Builders broke ground on houses at a seasonally adjusted annual rate of 1.04 million units last month, representing a 7.0 percent increase above the revised February estimate of 968,000 units, according to the Commerce Department. Last month’s rate was 46.7 percent above the March 2012 rate of 706,000 units.
It is the first time the pace of housing starts broke 1 million units since 2008. Economists polled by Reuters expected the rate in March to rise to 930,000 units, while economists surveyed by Dow Jones Newswires expected 933,000 units.
Overall, construction began on 780,000 units in 2012, a significant increase from 608,800 units in the prior year, but still below the historic average of 1.5 million new homes per year since 1959. Housing starts reached 2.07 million units in 2005.

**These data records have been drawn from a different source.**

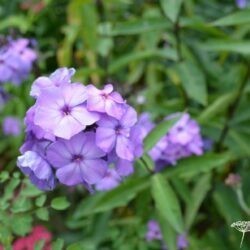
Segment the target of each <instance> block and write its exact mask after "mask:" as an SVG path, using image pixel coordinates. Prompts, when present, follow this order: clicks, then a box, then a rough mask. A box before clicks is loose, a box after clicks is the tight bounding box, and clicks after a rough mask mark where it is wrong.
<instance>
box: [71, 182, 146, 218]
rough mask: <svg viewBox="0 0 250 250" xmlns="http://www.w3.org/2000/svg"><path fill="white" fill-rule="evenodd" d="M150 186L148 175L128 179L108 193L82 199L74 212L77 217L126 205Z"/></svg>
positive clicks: (92, 196) (75, 217) (108, 192)
mask: <svg viewBox="0 0 250 250" xmlns="http://www.w3.org/2000/svg"><path fill="white" fill-rule="evenodd" d="M147 187H149V181H148V177H141V178H133V179H130V180H126V181H125V182H124V183H123V184H121V185H120V186H118V187H117V188H115V189H113V190H111V191H108V192H106V193H98V194H95V195H94V196H90V197H88V198H86V199H84V201H82V202H81V203H80V204H79V205H78V207H77V209H76V211H75V214H74V218H75V219H79V218H81V217H84V216H86V215H90V214H94V213H98V212H104V211H108V210H111V209H113V208H116V207H120V206H124V205H126V204H127V203H128V202H129V201H130V200H132V199H133V198H134V197H136V195H137V193H139V192H140V191H142V190H144V189H146V188H147Z"/></svg>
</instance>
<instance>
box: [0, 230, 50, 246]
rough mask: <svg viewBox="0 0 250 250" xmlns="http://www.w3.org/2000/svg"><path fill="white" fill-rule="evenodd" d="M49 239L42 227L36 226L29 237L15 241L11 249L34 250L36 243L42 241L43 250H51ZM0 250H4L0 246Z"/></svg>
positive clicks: (45, 230)
mask: <svg viewBox="0 0 250 250" xmlns="http://www.w3.org/2000/svg"><path fill="white" fill-rule="evenodd" d="M51 239H52V235H51V233H50V232H49V231H48V230H47V229H46V228H45V227H44V226H42V225H37V226H35V227H34V228H33V229H32V232H31V233H30V234H29V235H27V236H25V237H21V238H18V239H16V240H15V241H14V242H13V245H12V249H13V250H24V249H25V250H34V249H35V246H36V244H37V243H38V242H40V241H44V247H43V250H51V243H50V242H51ZM0 250H4V248H3V247H2V246H0Z"/></svg>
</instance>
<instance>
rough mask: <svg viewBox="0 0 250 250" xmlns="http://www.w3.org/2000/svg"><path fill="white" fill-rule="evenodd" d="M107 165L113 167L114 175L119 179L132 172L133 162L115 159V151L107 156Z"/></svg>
mask: <svg viewBox="0 0 250 250" xmlns="http://www.w3.org/2000/svg"><path fill="white" fill-rule="evenodd" d="M108 164H109V165H111V166H114V168H115V171H116V173H117V174H119V176H121V177H125V176H128V175H131V174H132V173H133V172H134V167H133V162H131V161H128V160H124V159H121V158H119V157H117V155H116V152H115V150H113V151H112V152H111V153H109V154H108Z"/></svg>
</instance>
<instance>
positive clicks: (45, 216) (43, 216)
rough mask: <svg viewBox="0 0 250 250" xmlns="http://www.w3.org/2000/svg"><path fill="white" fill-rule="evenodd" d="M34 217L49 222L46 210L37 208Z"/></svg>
mask: <svg viewBox="0 0 250 250" xmlns="http://www.w3.org/2000/svg"><path fill="white" fill-rule="evenodd" d="M36 216H37V218H38V219H40V220H44V221H48V220H49V211H48V209H47V208H44V207H42V208H39V209H37V210H36Z"/></svg>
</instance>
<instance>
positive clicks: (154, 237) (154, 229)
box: [146, 220, 162, 241]
mask: <svg viewBox="0 0 250 250" xmlns="http://www.w3.org/2000/svg"><path fill="white" fill-rule="evenodd" d="M147 227H148V231H147V233H146V239H147V241H152V240H162V234H161V229H160V226H159V224H158V222H157V221H156V220H150V221H149V222H148V225H147Z"/></svg>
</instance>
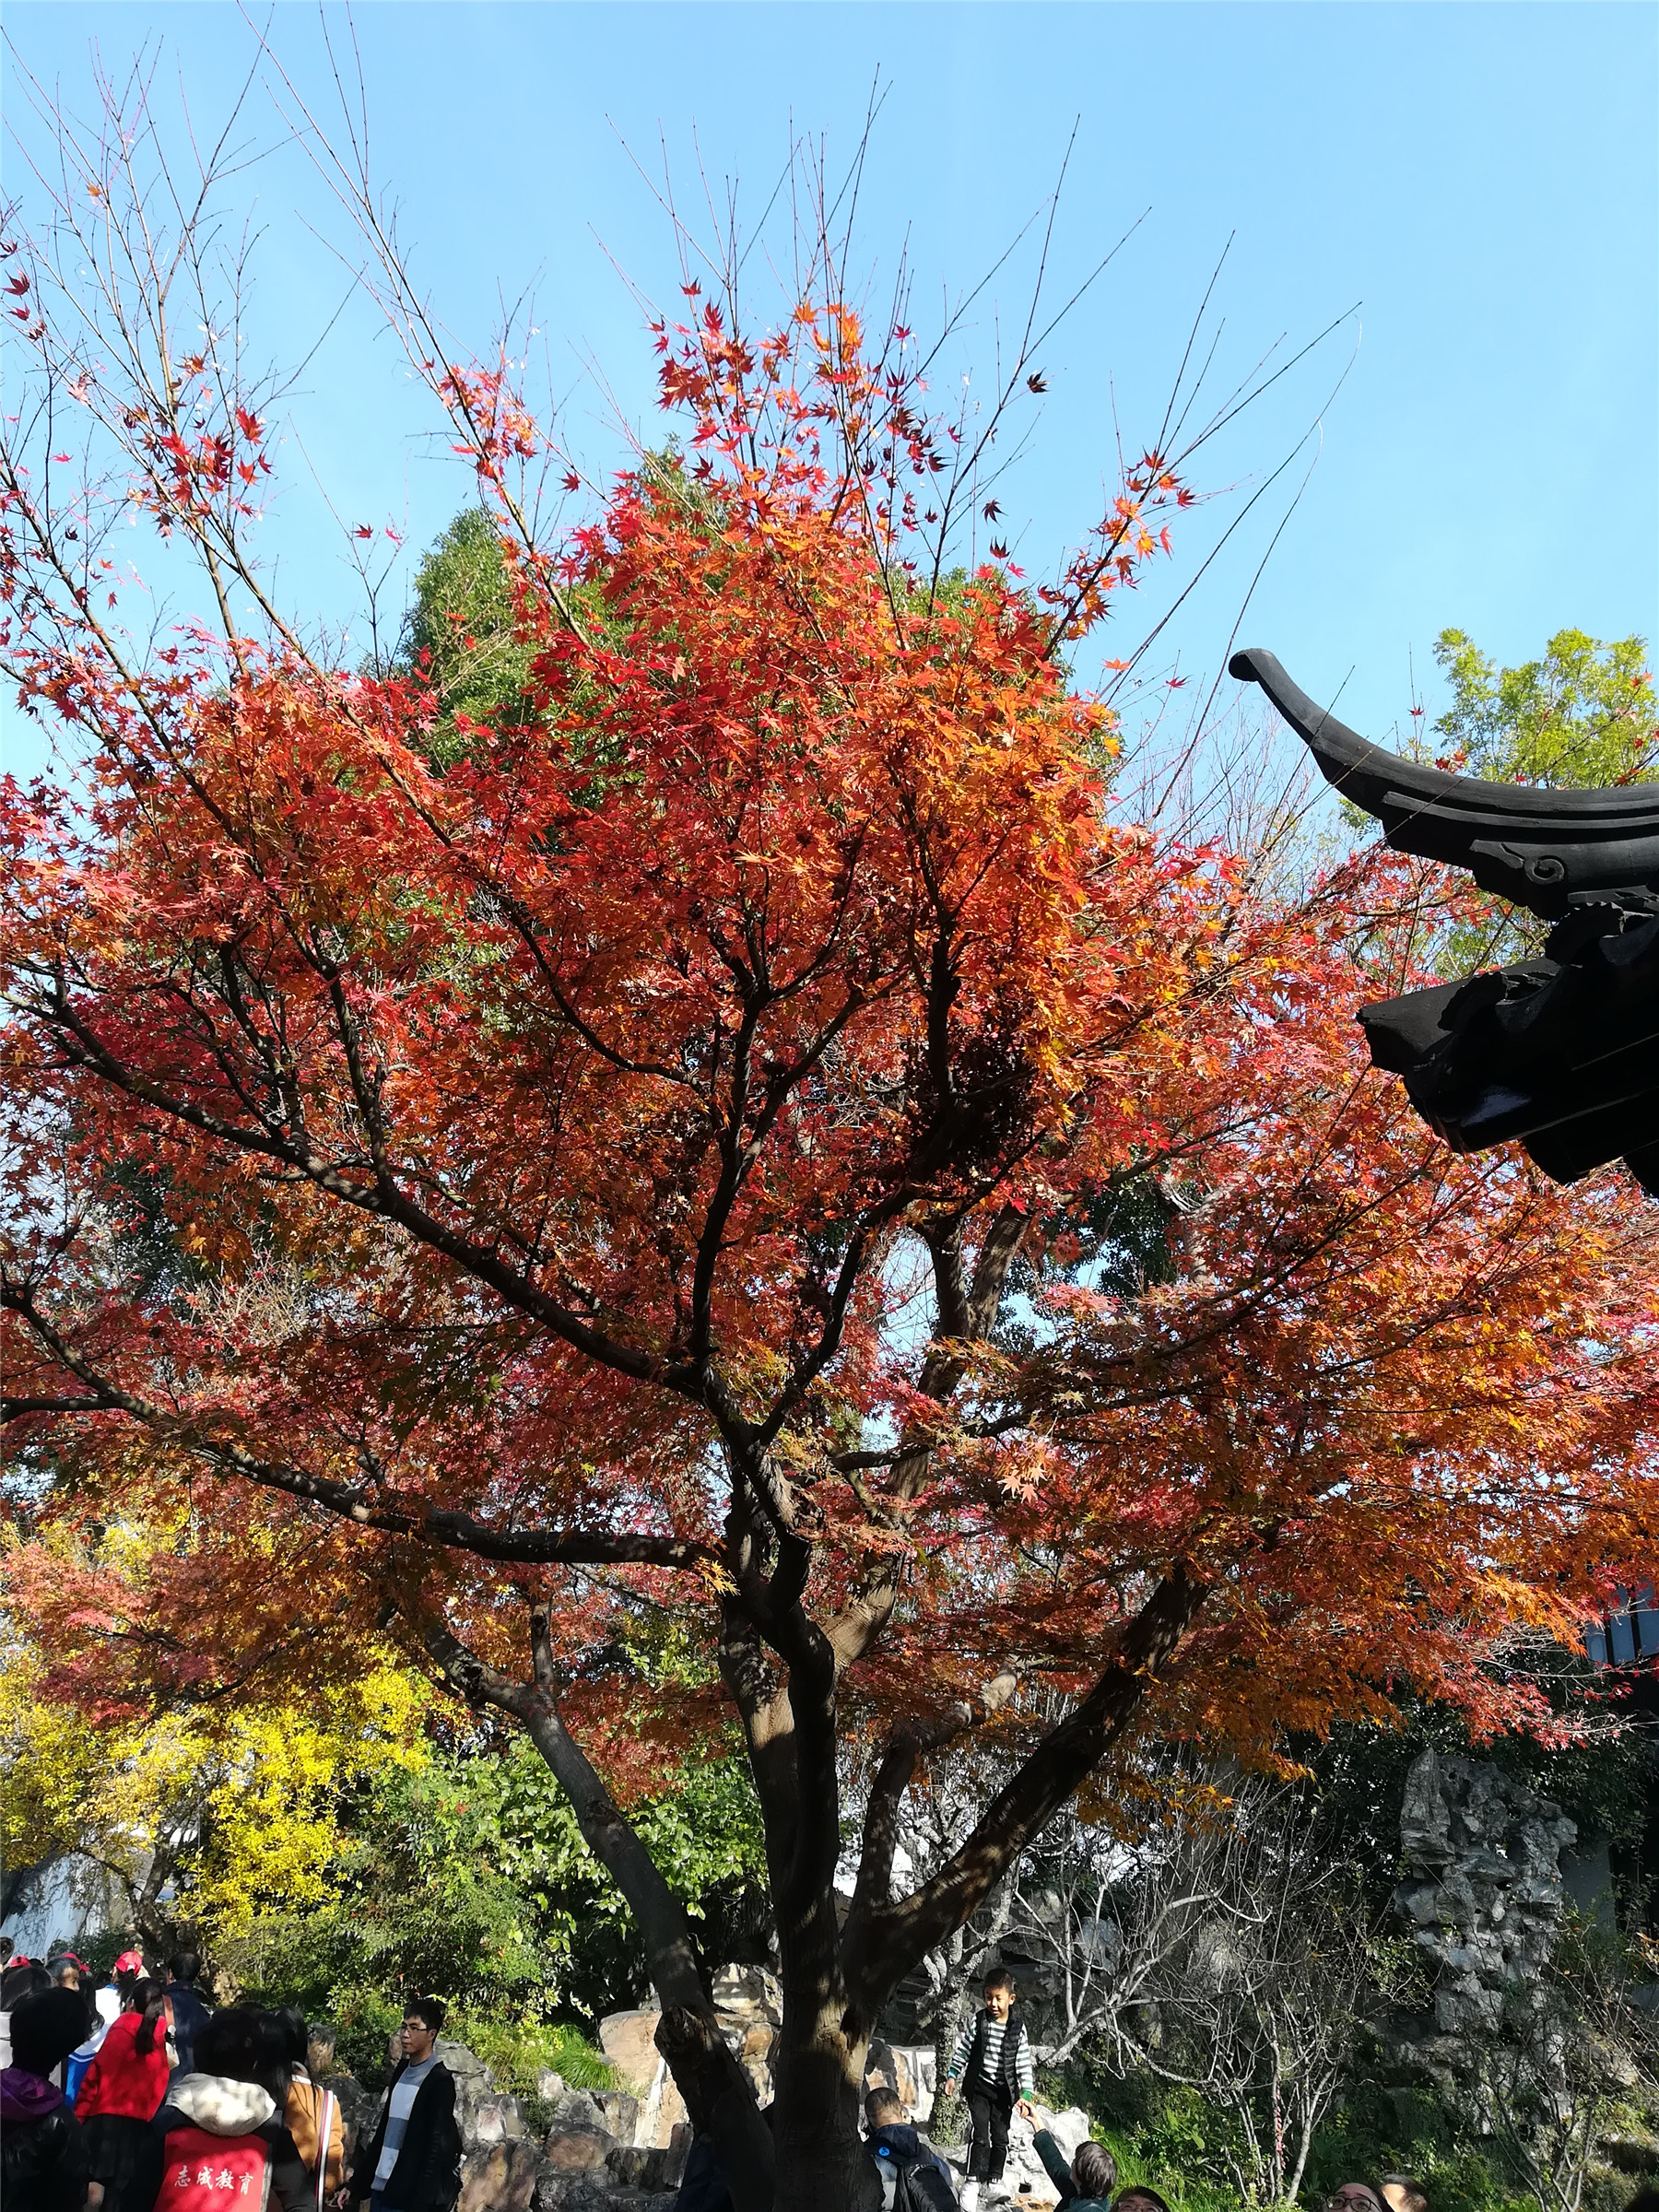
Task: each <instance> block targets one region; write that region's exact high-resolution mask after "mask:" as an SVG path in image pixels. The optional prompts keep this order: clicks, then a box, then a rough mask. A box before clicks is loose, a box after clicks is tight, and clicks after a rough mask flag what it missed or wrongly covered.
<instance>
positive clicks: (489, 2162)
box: [456, 2137, 542, 2212]
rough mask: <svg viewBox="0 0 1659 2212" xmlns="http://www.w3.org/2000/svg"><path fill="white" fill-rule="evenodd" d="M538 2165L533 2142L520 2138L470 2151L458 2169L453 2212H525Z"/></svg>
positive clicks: (530, 2201)
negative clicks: (458, 2184) (527, 2141)
mask: <svg viewBox="0 0 1659 2212" xmlns="http://www.w3.org/2000/svg"><path fill="white" fill-rule="evenodd" d="M540 2166H542V2161H540V2157H538V2154H535V2143H526V2141H524V2139H522V2137H518V2139H513V2141H509V2143H495V2148H493V2150H473V2152H471V2154H469V2157H467V2159H462V2166H460V2197H458V2199H456V2212H529V2208H531V2203H533V2199H535V2177H538V2172H540Z"/></svg>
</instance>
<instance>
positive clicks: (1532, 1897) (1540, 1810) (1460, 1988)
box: [1380, 1752, 1577, 2088]
mask: <svg viewBox="0 0 1659 2212" xmlns="http://www.w3.org/2000/svg"><path fill="white" fill-rule="evenodd" d="M1575 1838H1577V1829H1575V1825H1573V1823H1571V1820H1568V1818H1566V1814H1564V1812H1562V1807H1559V1805H1553V1803H1551V1801H1548V1798H1540V1796H1535V1794H1533V1792H1531V1790H1526V1787H1524V1785H1522V1783H1517V1781H1513V1778H1511V1776H1506V1774H1504V1772H1502V1770H1500V1767H1495V1765H1491V1763H1489V1761H1484V1759H1442V1756H1440V1754H1438V1752H1425V1754H1422V1756H1420V1759H1418V1761H1416V1763H1413V1767H1411V1772H1409V1774H1407V1783H1405V1798H1402V1805H1400V1858H1402V1878H1400V1885H1398V1889H1396V1891H1394V1918H1396V1922H1398V1924H1400V1927H1402V1929H1405V1931H1407V1933H1409V1936H1411V1944H1413V1949H1416V1953H1418V1958H1420V1962H1422V1971H1425V1975H1427V1982H1429V2011H1427V2013H1413V2015H1411V2013H1407V2015H1394V2020H1391V2022H1387V2026H1385V2028H1383V2035H1380V2042H1383V2057H1385V2062H1387V2064H1391V2066H1398V2068H1400V2070H1402V2073H1407V2075H1418V2077H1427V2079H1431V2081H1436V2084H1438V2086H1440V2088H1455V2086H1458V2084H1460V2081H1462V2079H1467V2077H1469V2073H1471V2062H1473V2055H1475V2053H1478V2046H1480V2044H1482V2042H1486V2039H1491V2037H1493V2035H1495V2033H1498V2031H1500V2028H1506V2026H1524V2024H1526V2022H1528V2017H1533V2015H1535V2013H1537V2008H1540V2004H1542V1973H1544V1966H1546V1964H1548V1958H1551V1951H1553V1949H1555V1938H1557V1933H1559V1927H1562V1913H1564V1905H1566V1896H1564V1885H1562V1851H1564V1849H1566V1847H1571V1845H1573V1843H1575Z"/></svg>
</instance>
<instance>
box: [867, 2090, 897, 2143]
mask: <svg viewBox="0 0 1659 2212" xmlns="http://www.w3.org/2000/svg"><path fill="white" fill-rule="evenodd" d="M865 2119H867V2121H869V2132H872V2135H874V2132H876V2128H902V2126H905V2106H902V2104H900V2101H898V2097H894V2093H891V2090H889V2088H872V2093H869V2095H867V2097H865Z"/></svg>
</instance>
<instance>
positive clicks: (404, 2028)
mask: <svg viewBox="0 0 1659 2212" xmlns="http://www.w3.org/2000/svg"><path fill="white" fill-rule="evenodd" d="M442 2024H445V2000H442V1997H409V2002H407V2004H405V2008H403V2033H400V2037H398V2042H400V2044H403V2055H405V2057H407V2059H409V2064H411V2066H420V2064H422V2059H429V2057H431V2048H434V2044H436V2042H438V2028H440V2026H442Z"/></svg>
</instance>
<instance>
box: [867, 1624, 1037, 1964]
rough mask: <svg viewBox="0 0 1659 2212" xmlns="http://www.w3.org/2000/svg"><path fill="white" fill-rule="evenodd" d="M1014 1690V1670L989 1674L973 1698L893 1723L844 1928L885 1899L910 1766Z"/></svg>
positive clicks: (908, 1778)
mask: <svg viewBox="0 0 1659 2212" xmlns="http://www.w3.org/2000/svg"><path fill="white" fill-rule="evenodd" d="M1018 1688H1020V1674H1018V1670H1015V1668H1004V1670H1002V1672H1000V1674H995V1677H993V1679H991V1681H989V1683H987V1686H984V1690H980V1694H978V1697H975V1699H958V1701H956V1703H953V1705H947V1708H945V1710H942V1712H936V1714H931V1717H927V1719H911V1721H898V1723H896V1725H894V1728H891V1732H889V1736H887V1747H885V1752H883V1756H880V1765H878V1767H876V1781H874V1783H872V1790H869V1805H867V1807H865V1840H863V1851H860V1856H858V1885H856V1889H854V1896H852V1913H849V1916H847V1927H849V1929H852V1927H856V1924H860V1922H867V1918H869V1913H872V1909H874V1907H878V1905H887V1902H891V1893H894V1851H896V1847H898V1812H900V1805H902V1801H905V1792H907V1790H909V1785H911V1778H914V1774H916V1767H918V1763H920V1761H922V1759H927V1756H929V1754H931V1752H938V1750H942V1747H945V1745H947V1743H953V1741H956V1739H958V1736H962V1734H967V1732H969V1730H971V1728H980V1725H982V1723H984V1721H989V1719H991V1714H995V1712H1000V1710H1002V1708H1004V1705H1006V1703H1009V1699H1011V1697H1013V1692H1015V1690H1018Z"/></svg>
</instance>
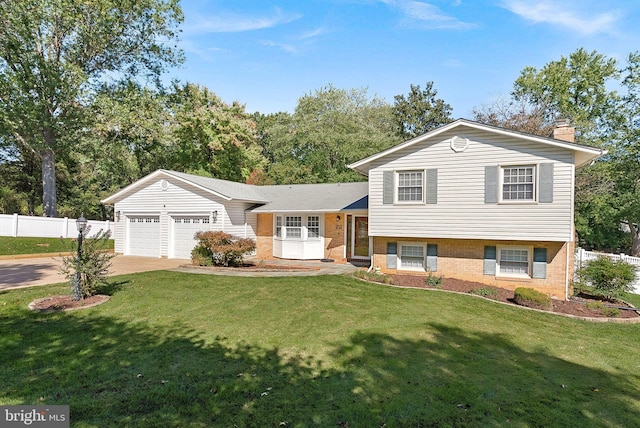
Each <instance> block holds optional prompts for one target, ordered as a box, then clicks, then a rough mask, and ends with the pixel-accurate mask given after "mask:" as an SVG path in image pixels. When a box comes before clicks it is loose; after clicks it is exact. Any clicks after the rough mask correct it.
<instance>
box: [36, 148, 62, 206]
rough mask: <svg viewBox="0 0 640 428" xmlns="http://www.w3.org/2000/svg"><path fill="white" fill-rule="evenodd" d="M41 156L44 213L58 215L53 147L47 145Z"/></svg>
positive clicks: (54, 166) (42, 186)
mask: <svg viewBox="0 0 640 428" xmlns="http://www.w3.org/2000/svg"><path fill="white" fill-rule="evenodd" d="M40 156H41V158H42V215H43V216H45V217H57V216H58V206H57V198H56V154H55V153H54V151H53V149H51V148H50V147H46V148H45V149H44V150H42V152H40Z"/></svg>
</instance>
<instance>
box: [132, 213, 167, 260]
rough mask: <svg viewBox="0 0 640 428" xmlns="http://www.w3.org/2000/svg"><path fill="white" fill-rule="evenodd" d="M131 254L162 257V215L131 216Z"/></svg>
mask: <svg viewBox="0 0 640 428" xmlns="http://www.w3.org/2000/svg"><path fill="white" fill-rule="evenodd" d="M125 254H127V255H129V256H147V257H160V216H153V215H145V216H131V217H129V218H128V221H127V246H126V251H125Z"/></svg>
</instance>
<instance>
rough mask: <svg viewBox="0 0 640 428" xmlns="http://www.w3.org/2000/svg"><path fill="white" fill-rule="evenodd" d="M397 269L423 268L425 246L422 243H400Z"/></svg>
mask: <svg viewBox="0 0 640 428" xmlns="http://www.w3.org/2000/svg"><path fill="white" fill-rule="evenodd" d="M399 246H400V251H398V255H399V264H398V269H405V270H424V267H425V265H424V260H425V257H424V256H425V246H424V245H423V244H410V243H408V244H403V243H401V244H400V245H399Z"/></svg>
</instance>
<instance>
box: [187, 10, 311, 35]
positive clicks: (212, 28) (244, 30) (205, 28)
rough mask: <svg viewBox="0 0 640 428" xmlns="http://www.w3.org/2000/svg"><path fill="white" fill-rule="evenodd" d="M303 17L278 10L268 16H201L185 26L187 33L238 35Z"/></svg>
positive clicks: (231, 15)
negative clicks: (202, 33)
mask: <svg viewBox="0 0 640 428" xmlns="http://www.w3.org/2000/svg"><path fill="white" fill-rule="evenodd" d="M301 16H302V15H299V14H285V13H283V12H282V11H281V10H280V9H278V8H276V9H275V10H274V12H273V13H271V14H269V15H266V16H246V15H239V14H234V13H220V14H217V15H215V16H202V15H201V16H199V17H197V18H195V19H194V22H190V23H188V25H186V26H185V32H186V33H237V32H242V31H253V30H261V29H265V28H272V27H275V26H278V25H282V24H287V23H289V22H292V21H295V20H296V19H299V18H300V17H301Z"/></svg>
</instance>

Single-family housing starts in March, the largest segment of the market, fell 4.8 percent on a monthly basis to an annual rate of 619,000 units. Ground breaking on multi-family homes like apartment buildings surged 27 percent to an annual rate of 392,000 units, compared to a 309,000-unit pace in February. It was the best month for multi-family starts since June 2008.
New building permits for construction, an indication of future construction, declined 3.9 percent to an annualized rate of 902,000 units in March, after reaching their highest level since 2008 in the previous month. Economists were expecting the number of new permits to hit a rate of 945,000 units.
In afternoon trading, home-related stocks such as PulteGroup (NYSE:PHM) and Lowe’s (NYSE:L) gained 3.8 percent and 1.6 percent, respectively. Shares of Toll Brothers (NYSE:TOL) and The Home Depot (NYSE:HD) edged slightly higher.